Le vendredi 18 juillet 2008 est une date qui restera gravée dans les mémoires à Ségou, tant la sentence prononcée par la Cour d’Assises de Bamako en transport à Ségou (3é session ordinaire du 7 au 17 juillet 2008) a semé la terreur chez les parents, alliés et proches de Mamadou Diawara, ancien Président Directeur Général de Banque de l’Habitat du Mali (BHM) et de Ismaïla Haïdara, PDG de West African Investment Com-pany (WAIC).

Il est reproché aux accusés Mamadou Baba Diawara et Ismaïla Haïdara le détournement de 6 213 683 091 F Cfa.
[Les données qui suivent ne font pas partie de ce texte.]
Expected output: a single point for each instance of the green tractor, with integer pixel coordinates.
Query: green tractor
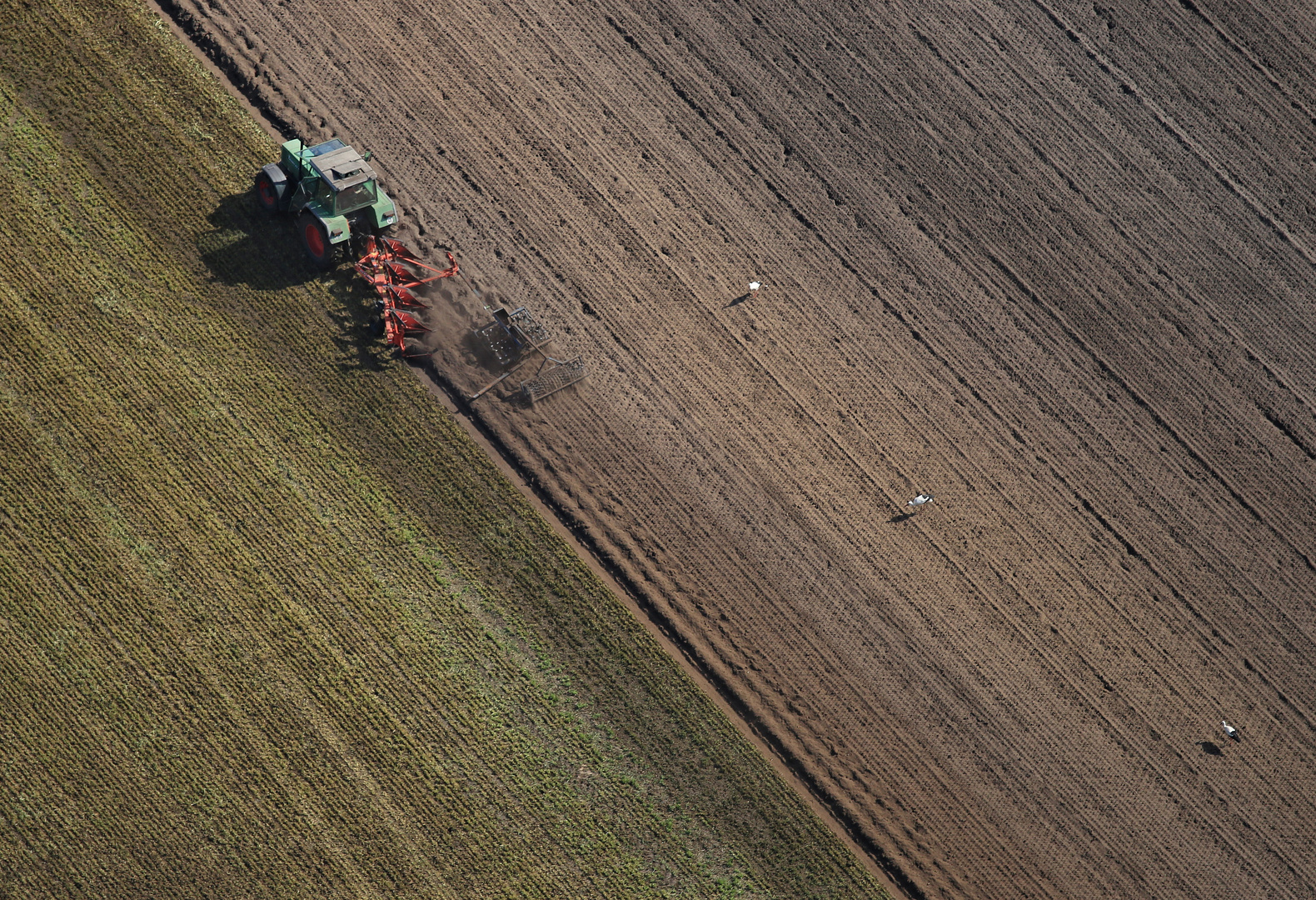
(333, 192)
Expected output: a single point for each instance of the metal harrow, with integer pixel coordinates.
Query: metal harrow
(387, 266)
(516, 338)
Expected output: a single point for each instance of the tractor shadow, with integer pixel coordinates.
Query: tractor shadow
(247, 247)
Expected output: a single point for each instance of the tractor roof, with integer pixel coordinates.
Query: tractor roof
(341, 166)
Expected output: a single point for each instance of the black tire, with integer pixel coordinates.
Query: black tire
(266, 195)
(315, 240)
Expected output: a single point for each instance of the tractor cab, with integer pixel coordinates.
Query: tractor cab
(336, 192)
(346, 179)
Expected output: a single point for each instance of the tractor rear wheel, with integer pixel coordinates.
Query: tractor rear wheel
(266, 193)
(315, 238)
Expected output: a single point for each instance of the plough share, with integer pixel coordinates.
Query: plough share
(387, 268)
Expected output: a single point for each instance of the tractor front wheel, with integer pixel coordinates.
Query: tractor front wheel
(315, 238)
(266, 193)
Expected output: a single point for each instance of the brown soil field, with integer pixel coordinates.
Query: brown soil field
(1049, 261)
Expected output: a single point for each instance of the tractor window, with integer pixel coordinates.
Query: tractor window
(356, 198)
(324, 193)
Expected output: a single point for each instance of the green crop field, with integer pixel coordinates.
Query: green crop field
(270, 622)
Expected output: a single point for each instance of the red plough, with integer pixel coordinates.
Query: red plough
(387, 268)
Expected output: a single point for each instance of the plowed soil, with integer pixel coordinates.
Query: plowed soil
(1048, 261)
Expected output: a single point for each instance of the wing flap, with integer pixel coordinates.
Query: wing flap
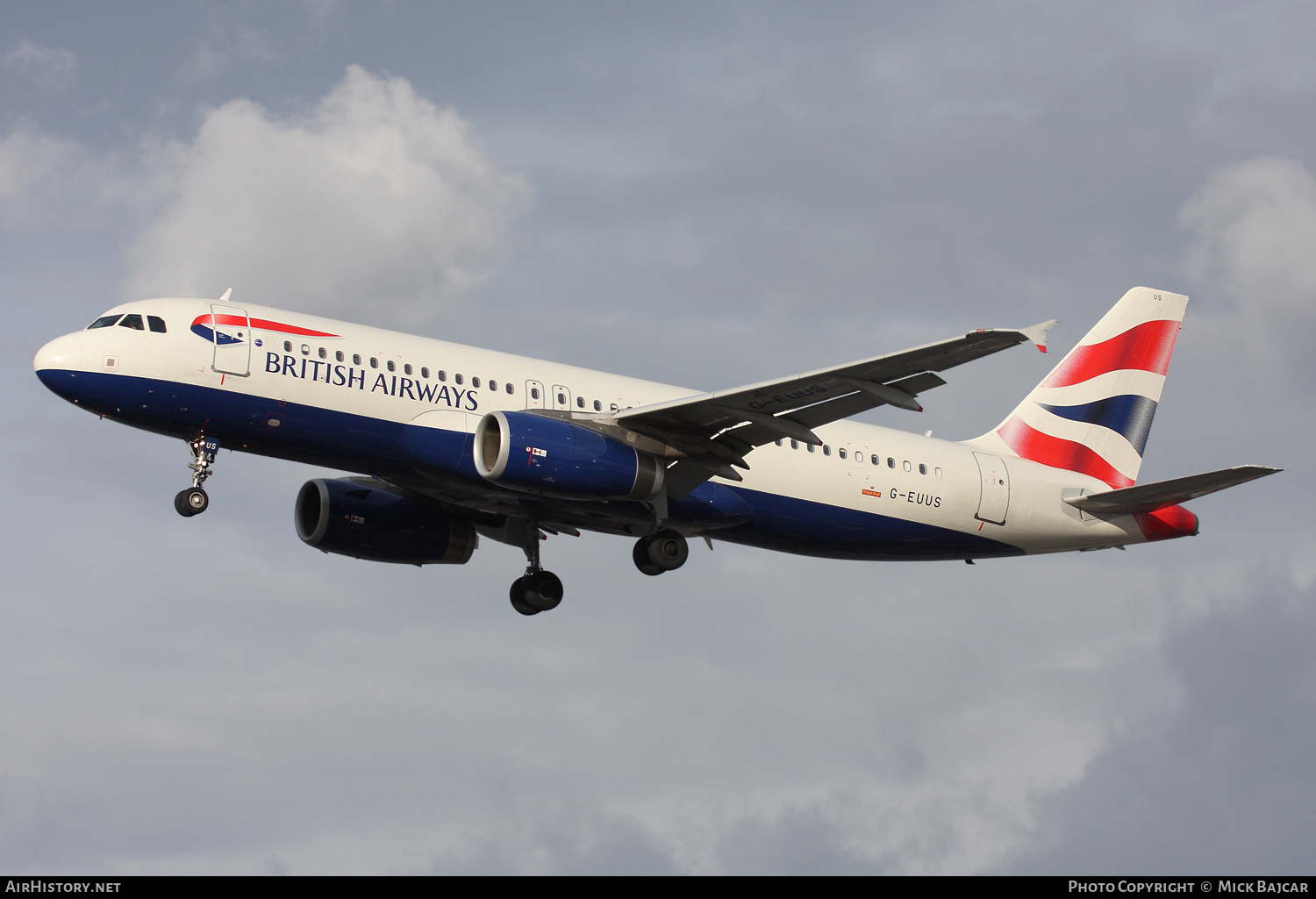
(1149, 498)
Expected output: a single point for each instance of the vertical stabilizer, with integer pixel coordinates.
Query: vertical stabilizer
(1092, 413)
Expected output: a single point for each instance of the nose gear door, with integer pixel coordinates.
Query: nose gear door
(232, 339)
(995, 482)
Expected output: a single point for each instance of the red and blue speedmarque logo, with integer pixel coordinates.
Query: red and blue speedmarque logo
(204, 326)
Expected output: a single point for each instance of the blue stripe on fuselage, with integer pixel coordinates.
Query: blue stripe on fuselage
(354, 442)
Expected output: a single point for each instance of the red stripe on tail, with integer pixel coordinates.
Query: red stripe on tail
(1148, 347)
(1058, 453)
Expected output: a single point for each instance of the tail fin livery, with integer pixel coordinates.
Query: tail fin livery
(1092, 412)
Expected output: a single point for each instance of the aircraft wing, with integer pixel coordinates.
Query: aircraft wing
(715, 431)
(1149, 498)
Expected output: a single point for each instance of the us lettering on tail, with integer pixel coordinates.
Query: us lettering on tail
(452, 442)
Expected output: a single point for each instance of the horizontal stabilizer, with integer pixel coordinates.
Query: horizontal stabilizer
(1037, 333)
(1149, 498)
Mamadou Diawara, Président Directeur Général de Banque de l’Habitat du Mali (BHM) à l’époque, est accusé d’avoir accordé à la société anonyme WAIC, en violation de la procédure en la matière d’octroi de crédits, des sommes d’argent provenant de la banque, d’un montant total de la somme susmentionnée.

Tandis que Ismaïla Haïdara, PDG de West African Investment Company (WAIC) est accusé de s’être rendu complice d’atteintes aux biens publics.

Le premier a été condamné à la réclusion à perpétuité, le second à 15 ans de réclusion et à 500 000 Francs d’amende chacun.

En matière civile, ils ont été condamnés à verser à la Banque de l’Habitat du Mali (BHM), la somme de 6 213 683 091 F Cfa au principal et 700 millions à titre de dommages et intérêts.

Cette condamnation, qui a comblé les attentes de la partie civile et du parquet, a été jugée particulièrement lourde par la défense et la douleur était grande face à ce coup dur de la justice qui a frappé de toutes ses forces en n’accordant aucune circonstance atténuante.

Aussitôt Me Mamadou Gakou, le doyens des avocats de la défense a formulé un pourvoi en cassation auprès de la Cour Suprême du Mali. «Je développerai avec mes autres confrères de la défense les arguments tendant à casser cette décision très sévère afin qu’elle soit reprise par une autre Cour d’Assises », nous a confié Me Mamadou Gakou.

La loi donne aux condamnés en assises la possibilité de se pourvoir en cassation dans les trois jours qui suivent la condamnation. Toutes choses que les avocats de la défense, qui ont défendu avec détermination leurs clients, ne se priveront pas de faire.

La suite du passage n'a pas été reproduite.